Compatibility issues with omnidirectional cube map shadows

Graphics and GPU Programming Programming

Started by theagentd April 19, 2013 03:25 PM

7 comments, last by theagentd 11 years ago

990

Author

April 19, 2013 03:25 PM

Hello. I've implemented shadows for my point lights by rendering my scene to each of the 6 sides of a depth component cube map. It's working perfectly fine on OGL3 (DX10) level Nvidia and AMD cards, but after testing a bit I found out that there is a bug on Intel GPUs that causes the target parameter to be ignored when rendering to a cube map, meaning that it's only possible to render to the first face (POSITIVE_X) no matter which one I tell it to render to. I've reported this bug to Intel but there is no fix out yet (assuming there will be one). I also found out that depth component cube maps aren't supported on OGL2 hardware.

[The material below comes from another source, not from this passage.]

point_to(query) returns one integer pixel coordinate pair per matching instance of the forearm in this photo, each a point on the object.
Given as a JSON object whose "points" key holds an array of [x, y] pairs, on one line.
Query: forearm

My first idea was to work around the problem by rendering the scene 6 times to a depth component 2D texture and copy the data from it to each face of the cube map. That should've worked around the Intel bug, but instead glCopyTexSubImage2D() gives me an Invalid Operation error even though it works on all other OGL3 level cards. I'm about to give up on this front.

On the OGL2 level cards, I can't use a depth cube map at all. I had this idea of copying the GL_DEPTH_COMPONENT16 texture to a GL_R16 cube map, but it gave me an invalid operation error. The only solution I can see is to create both a depth 2D render buffer and a color buffer to store depth in so I can later copy it to a color cube map.

My questions:

- Is there any way to efficiently copy/convert a 16-bit depth component texture to a single channel 16-bit color cube map? Performance needs to be good since we're talking really old hardware, so PBOs and probably shaders are out of the question. The data is identical, it's just that the OGL spec seems to prohibit it.

- Is it really this hard to get point light shadows working well? Cube map shadows seem like a huge no-go to me even though it's the first thing that comes up when I Google. How did people do cube map shadows before OGL3?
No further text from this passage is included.